Last year, the Record published numerous articles and op-eds, as well as an editorial, discussing the administration’s review of the entry system, junior advisors (JAs) and alcohol. This year, several first-years have already found their way to the hospital, leaving some to question the role of the entry system in the campus drinking culture. Sometimes, it seems as if people – whether students, members of the administration, those involved in certain College organizations – want to blame the JAs for the alcohol issues that some say plague the Class of 2015 and first-year classes of the past. In reality, though, people need to stop pointing fingers at the JAs for these issues. People instead need to realize that, without JAs, the consequences of campus drinking would be much worse.
It seems that critics assume that JAs are the only providers of alcohol to first-years, but first-years will find alcohol regardless of whether or not their JAs buy it for them. According to national statistics, the average first-year boy consumes 7.39 drinks every week and the average first-year girl consumes 3.86. These numbers are from colleges that don’t have JAs.
Fortunately, rumors about the dissolution of the entry system have all but dried up. However, critics of the system continue to advocate changing the position of JA in an attempt to curb their role in the alcohol culture of the entry. This idea is misguided. First-year drinking isn’t more of a problem here than it is anywhere else. Junior advisors are not the source of the drinking problem; in turn, changing their role will not discourage drinking among first-years. What JAs do provide is the help first-years need when they do drink too much.
Without JAs, there would be no one to take care of sick frosh. In an ideal world, everyone would have good friends who could be relied upon to stay up all night and hold their hair as they puked in the toilet. But in the real world, that is not always the case. I can remember multiple times last year when lives could have been at stake in my entry and in those around mine if the JAs had not been there to take care of people. Additionally, as young adults, we don’t always know when someone should go to the hospital. JAs have been trained to know this. But if administrators threaten them with significant role-changes, JAs might be more inclined to fix problems on their own, rather than making the difficult decision to seek professional medical help.
The bigger problem with the critics’ view of the entry system is that it only considers those times when things go wrong in an entry, because those are the situations that they hear about. Six of your frosh puked last weekend? People hear about it. Your frosh went to the hospital? People hear about it. Your frosh was the one setting off the fire alarm because he was smoking at three in the morning? People hear about it. But they don’t hear about all the great things that JAs do. There are many other problems that college students have that don’t involve alcohol, and sometimes JAs are the only people first-years feel comfortable turning to. Difficult issues like eating disorders and depression can be addressed by JAs, who have more college and real-life experience than the students they are advising.

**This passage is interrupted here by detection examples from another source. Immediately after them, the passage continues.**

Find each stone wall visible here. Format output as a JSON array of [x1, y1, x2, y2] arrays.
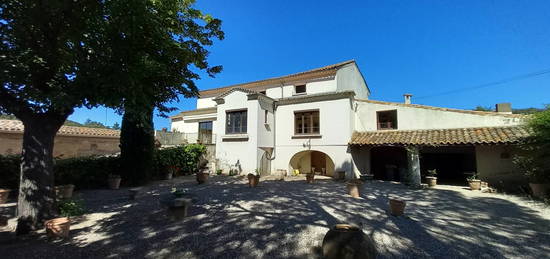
[[0, 133, 120, 158]]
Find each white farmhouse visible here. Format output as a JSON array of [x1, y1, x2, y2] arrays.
[[171, 61, 526, 191]]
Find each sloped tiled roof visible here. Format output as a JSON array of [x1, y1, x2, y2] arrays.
[[214, 87, 258, 100], [349, 126, 529, 146], [0, 120, 120, 138], [199, 60, 355, 97], [355, 99, 527, 118]]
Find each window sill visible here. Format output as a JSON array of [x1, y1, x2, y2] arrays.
[[291, 134, 323, 139], [222, 134, 248, 142]]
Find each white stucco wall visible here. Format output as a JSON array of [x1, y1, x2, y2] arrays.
[[171, 113, 217, 134], [197, 97, 216, 109], [355, 101, 521, 131], [272, 98, 353, 179], [336, 63, 370, 99], [214, 91, 263, 174], [266, 79, 337, 99], [476, 145, 527, 191]]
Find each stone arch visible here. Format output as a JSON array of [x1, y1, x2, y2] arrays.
[[288, 150, 334, 176]]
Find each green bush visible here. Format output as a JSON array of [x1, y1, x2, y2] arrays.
[[154, 144, 206, 178], [58, 199, 86, 217]]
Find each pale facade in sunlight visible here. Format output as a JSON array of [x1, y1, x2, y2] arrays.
[[171, 61, 526, 190]]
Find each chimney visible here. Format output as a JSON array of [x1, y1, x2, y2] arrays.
[[403, 94, 412, 104], [496, 103, 512, 114]]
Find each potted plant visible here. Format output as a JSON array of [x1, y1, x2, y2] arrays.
[[336, 171, 346, 180], [55, 184, 74, 200], [164, 165, 179, 180], [44, 199, 85, 238], [306, 172, 315, 183], [44, 217, 71, 238], [107, 174, 122, 190], [322, 224, 378, 259], [346, 179, 363, 198], [0, 189, 10, 204], [426, 169, 437, 187], [466, 173, 481, 191], [168, 198, 193, 220], [247, 169, 260, 187], [514, 156, 550, 198], [390, 199, 407, 217], [197, 168, 210, 184]]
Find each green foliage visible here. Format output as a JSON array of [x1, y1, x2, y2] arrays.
[[154, 144, 206, 178], [229, 169, 239, 176], [0, 155, 21, 190], [58, 199, 86, 217], [120, 107, 155, 185], [513, 106, 550, 183]]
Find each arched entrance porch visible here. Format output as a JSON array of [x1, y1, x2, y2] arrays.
[[288, 150, 334, 176]]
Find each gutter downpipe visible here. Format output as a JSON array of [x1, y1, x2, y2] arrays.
[[267, 81, 284, 161]]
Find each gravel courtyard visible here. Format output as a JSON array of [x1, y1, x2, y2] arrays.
[[0, 176, 550, 258]]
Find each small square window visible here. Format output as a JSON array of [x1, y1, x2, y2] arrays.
[[376, 110, 397, 130], [294, 85, 306, 94]]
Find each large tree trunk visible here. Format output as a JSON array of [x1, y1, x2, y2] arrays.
[[120, 103, 155, 185], [16, 118, 63, 235]]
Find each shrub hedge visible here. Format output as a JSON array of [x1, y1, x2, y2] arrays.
[[0, 144, 206, 190]]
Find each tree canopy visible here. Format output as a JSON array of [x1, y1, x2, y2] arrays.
[[0, 0, 224, 234]]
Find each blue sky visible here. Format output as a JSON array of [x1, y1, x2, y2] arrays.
[[69, 0, 550, 129]]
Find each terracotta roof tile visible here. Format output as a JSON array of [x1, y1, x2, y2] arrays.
[[349, 126, 529, 146], [355, 99, 527, 118], [199, 60, 355, 97], [0, 120, 120, 138]]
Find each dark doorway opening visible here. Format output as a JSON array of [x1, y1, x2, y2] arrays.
[[371, 147, 407, 181], [420, 147, 476, 185]]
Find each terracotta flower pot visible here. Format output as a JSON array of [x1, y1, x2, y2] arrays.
[[55, 184, 74, 199], [247, 174, 260, 187], [128, 188, 141, 200], [306, 174, 315, 183], [44, 217, 71, 238], [164, 173, 173, 180], [426, 176, 437, 187], [529, 183, 550, 198], [346, 182, 361, 198], [390, 199, 407, 216], [0, 189, 11, 204], [322, 224, 377, 259], [0, 216, 8, 227], [336, 171, 346, 180], [168, 198, 192, 220], [468, 179, 481, 191], [197, 172, 208, 184], [107, 176, 122, 190]]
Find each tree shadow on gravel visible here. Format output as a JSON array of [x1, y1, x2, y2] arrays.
[[0, 176, 550, 258]]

If this essential role of the JA were changed, frosh might not have anywhere to turn and may keep their issues to themselves.

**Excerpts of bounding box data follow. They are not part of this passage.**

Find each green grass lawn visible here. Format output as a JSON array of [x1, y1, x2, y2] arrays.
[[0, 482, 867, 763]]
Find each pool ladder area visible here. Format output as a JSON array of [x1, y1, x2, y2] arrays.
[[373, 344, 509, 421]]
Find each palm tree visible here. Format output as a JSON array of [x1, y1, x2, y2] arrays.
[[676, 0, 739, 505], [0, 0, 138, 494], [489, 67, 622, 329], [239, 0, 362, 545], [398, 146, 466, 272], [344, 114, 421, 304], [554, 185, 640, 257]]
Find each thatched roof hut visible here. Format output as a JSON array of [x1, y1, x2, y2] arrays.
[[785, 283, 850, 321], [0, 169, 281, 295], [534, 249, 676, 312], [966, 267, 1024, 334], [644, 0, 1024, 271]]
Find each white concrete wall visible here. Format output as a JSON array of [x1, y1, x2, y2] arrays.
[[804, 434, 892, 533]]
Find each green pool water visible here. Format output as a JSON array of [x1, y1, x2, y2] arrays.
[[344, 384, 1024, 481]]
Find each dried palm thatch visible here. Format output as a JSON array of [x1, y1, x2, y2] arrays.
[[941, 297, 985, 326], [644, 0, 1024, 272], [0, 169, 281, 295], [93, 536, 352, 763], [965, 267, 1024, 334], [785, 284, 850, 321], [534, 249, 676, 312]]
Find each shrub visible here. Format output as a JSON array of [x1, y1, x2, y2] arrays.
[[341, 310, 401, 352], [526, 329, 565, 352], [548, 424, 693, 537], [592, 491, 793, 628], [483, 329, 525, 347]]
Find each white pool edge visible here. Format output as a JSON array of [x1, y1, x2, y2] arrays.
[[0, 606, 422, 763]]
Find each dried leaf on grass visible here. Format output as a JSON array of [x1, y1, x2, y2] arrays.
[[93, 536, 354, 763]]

And besides the dangerous issues – what about just someone to turn to when you’ve had a bad day? For me, it is my JAs who have had the biggest impact on my Williams career so far. I’m not sure that I would love the College like I do without them. The number of hours I spent seeking advice from them on life, friends, school and everything else is what I will take away from my first year here. I bet that if almost any student really thinks about it, he or she will come to a similar conclusion.

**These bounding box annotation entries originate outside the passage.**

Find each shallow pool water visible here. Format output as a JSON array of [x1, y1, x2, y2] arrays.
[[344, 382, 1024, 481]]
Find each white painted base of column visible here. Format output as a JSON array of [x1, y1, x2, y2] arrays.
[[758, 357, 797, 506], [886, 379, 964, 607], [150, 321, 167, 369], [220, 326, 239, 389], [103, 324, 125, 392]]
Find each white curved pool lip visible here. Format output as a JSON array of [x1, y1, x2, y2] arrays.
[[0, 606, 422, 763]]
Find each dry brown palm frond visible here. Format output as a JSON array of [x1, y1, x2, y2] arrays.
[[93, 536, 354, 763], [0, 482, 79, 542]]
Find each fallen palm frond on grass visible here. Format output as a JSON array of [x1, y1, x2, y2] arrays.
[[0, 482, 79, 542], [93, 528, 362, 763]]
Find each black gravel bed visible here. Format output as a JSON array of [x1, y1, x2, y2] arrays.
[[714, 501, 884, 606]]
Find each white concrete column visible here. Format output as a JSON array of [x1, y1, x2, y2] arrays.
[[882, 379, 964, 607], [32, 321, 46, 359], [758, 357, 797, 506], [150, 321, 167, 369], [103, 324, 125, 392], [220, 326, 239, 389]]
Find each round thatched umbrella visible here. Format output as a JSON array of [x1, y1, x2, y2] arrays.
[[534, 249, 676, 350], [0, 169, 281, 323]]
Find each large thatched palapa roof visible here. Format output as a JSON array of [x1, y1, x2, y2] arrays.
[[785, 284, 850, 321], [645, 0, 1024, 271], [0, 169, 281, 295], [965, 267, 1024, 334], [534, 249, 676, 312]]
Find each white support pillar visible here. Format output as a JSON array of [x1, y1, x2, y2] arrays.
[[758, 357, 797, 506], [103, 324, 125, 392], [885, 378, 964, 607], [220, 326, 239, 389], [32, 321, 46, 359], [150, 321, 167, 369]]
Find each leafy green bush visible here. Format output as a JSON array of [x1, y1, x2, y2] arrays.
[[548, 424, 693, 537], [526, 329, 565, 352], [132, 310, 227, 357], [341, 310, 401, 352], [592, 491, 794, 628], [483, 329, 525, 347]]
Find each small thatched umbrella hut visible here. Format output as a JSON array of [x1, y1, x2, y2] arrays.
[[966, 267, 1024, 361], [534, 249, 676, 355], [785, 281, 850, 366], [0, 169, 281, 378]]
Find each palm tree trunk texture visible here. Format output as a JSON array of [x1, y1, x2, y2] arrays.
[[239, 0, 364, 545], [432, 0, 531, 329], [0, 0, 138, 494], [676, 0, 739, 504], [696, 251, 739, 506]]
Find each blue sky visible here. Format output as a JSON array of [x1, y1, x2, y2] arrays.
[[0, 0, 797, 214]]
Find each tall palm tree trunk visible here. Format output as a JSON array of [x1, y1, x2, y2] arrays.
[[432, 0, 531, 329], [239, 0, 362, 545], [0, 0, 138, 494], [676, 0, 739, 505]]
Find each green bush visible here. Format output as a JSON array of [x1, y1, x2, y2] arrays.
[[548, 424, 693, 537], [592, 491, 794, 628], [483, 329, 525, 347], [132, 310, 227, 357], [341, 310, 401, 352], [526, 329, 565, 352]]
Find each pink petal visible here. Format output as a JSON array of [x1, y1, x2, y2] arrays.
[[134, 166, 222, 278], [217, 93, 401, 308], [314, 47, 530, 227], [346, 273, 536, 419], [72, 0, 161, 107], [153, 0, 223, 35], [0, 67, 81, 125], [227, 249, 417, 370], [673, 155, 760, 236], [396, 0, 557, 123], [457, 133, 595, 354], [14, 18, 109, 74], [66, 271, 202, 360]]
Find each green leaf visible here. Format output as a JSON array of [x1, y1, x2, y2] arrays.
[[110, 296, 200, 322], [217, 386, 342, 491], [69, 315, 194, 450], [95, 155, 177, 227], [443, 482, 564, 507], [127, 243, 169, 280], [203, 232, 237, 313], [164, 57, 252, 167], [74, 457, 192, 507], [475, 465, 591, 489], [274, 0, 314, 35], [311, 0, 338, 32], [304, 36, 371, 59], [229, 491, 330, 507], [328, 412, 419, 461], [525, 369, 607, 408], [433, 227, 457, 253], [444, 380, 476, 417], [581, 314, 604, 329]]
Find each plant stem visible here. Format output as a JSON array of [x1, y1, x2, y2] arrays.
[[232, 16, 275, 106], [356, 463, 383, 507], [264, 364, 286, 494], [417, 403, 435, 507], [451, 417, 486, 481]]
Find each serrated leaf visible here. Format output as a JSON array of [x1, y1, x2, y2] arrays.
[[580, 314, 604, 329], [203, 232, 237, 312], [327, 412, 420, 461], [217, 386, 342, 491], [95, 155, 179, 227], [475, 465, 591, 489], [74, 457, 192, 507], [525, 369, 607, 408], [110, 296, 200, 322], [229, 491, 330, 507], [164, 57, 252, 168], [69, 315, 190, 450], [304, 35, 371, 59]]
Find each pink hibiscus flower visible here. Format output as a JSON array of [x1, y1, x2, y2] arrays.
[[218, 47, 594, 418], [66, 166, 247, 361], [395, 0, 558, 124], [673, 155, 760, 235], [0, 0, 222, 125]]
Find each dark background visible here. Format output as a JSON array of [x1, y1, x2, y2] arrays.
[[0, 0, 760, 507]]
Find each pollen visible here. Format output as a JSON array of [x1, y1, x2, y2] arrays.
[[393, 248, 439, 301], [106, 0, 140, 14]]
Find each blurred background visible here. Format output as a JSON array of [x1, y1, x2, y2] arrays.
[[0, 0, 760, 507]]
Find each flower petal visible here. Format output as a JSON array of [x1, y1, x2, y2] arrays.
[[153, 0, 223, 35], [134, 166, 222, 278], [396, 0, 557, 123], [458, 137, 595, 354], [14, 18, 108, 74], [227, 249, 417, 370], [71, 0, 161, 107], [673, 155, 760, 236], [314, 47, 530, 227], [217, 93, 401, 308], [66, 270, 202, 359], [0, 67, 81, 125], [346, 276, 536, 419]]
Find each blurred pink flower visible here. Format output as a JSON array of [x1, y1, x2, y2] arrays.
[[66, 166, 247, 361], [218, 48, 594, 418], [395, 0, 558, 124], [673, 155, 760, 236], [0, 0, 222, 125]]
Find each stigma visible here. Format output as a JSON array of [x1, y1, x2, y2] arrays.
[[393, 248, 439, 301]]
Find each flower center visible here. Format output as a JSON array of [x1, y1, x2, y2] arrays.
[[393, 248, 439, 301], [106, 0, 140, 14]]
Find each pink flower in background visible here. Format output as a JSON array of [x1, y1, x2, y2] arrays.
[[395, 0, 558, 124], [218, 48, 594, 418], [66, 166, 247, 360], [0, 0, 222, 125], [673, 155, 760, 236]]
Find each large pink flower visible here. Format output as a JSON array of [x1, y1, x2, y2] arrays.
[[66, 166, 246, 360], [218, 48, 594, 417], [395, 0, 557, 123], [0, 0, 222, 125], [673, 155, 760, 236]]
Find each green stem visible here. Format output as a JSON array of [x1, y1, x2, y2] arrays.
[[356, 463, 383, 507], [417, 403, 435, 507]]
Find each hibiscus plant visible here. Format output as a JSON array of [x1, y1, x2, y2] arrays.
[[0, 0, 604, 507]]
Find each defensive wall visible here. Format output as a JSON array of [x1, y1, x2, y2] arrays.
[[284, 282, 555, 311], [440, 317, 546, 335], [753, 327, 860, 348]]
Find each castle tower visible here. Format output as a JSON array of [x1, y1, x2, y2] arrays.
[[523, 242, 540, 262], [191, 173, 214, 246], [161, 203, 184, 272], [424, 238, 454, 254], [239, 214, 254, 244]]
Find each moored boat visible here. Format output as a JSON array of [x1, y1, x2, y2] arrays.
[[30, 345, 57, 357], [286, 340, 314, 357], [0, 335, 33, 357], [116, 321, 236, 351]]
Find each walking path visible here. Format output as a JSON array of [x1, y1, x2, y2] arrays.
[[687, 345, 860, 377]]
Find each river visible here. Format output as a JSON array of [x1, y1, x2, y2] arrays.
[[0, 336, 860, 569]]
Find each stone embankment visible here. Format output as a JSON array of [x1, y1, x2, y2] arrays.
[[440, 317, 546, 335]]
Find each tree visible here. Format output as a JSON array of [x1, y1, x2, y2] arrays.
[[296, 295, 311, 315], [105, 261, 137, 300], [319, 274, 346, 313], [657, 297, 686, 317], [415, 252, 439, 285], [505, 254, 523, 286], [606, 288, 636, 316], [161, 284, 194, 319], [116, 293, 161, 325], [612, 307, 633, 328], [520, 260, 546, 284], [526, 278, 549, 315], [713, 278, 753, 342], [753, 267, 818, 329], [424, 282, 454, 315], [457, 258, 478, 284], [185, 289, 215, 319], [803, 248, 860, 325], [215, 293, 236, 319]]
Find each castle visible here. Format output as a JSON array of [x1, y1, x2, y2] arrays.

It makes sense if administrators want to change the entry system to make drinkers safer and non-drinkers more comfortable. Personally, however, I worry that making substantial changes would risk taking away that which makes JAs unique and effective. I remember during my tour of the College that JAs were described as a mixture of a sibling, a crush and a parent all at the same time. If this quintessential role of the JAs were to change – for example, into the more formal role of a residential advisor, who would be a paid employee of the college – the entry system’s core purpose would change. Can we really have an entry system without JAs? Without the entry system, what sets us apart from every other small liberal arts school? If you take the entry system out of the College, you destroy a quintessential part of the place that we all love.
There are so many more benefits of the entry system than these disadvantages that detractors continue to focus on. If they – along with everyone else who criticizes the system – took a step back, they’d see this fact and start praising the system’s many successes. I realize that the entry system at its most basic level is safe, but the entry is not about a unit of rooms in a dorm. It is about the relationships you build with those people who become your family here. If we force JAs to start looking for entry issues – like punishing people for alcohol as opposed to helping them when they have consumed too much of it – instead of allowing them to solve them, we take away a large part of that family. What is Williams really without that family?
Ali Piltch ’14 is from Bryn Mawr, Penn. She lives in Thompson.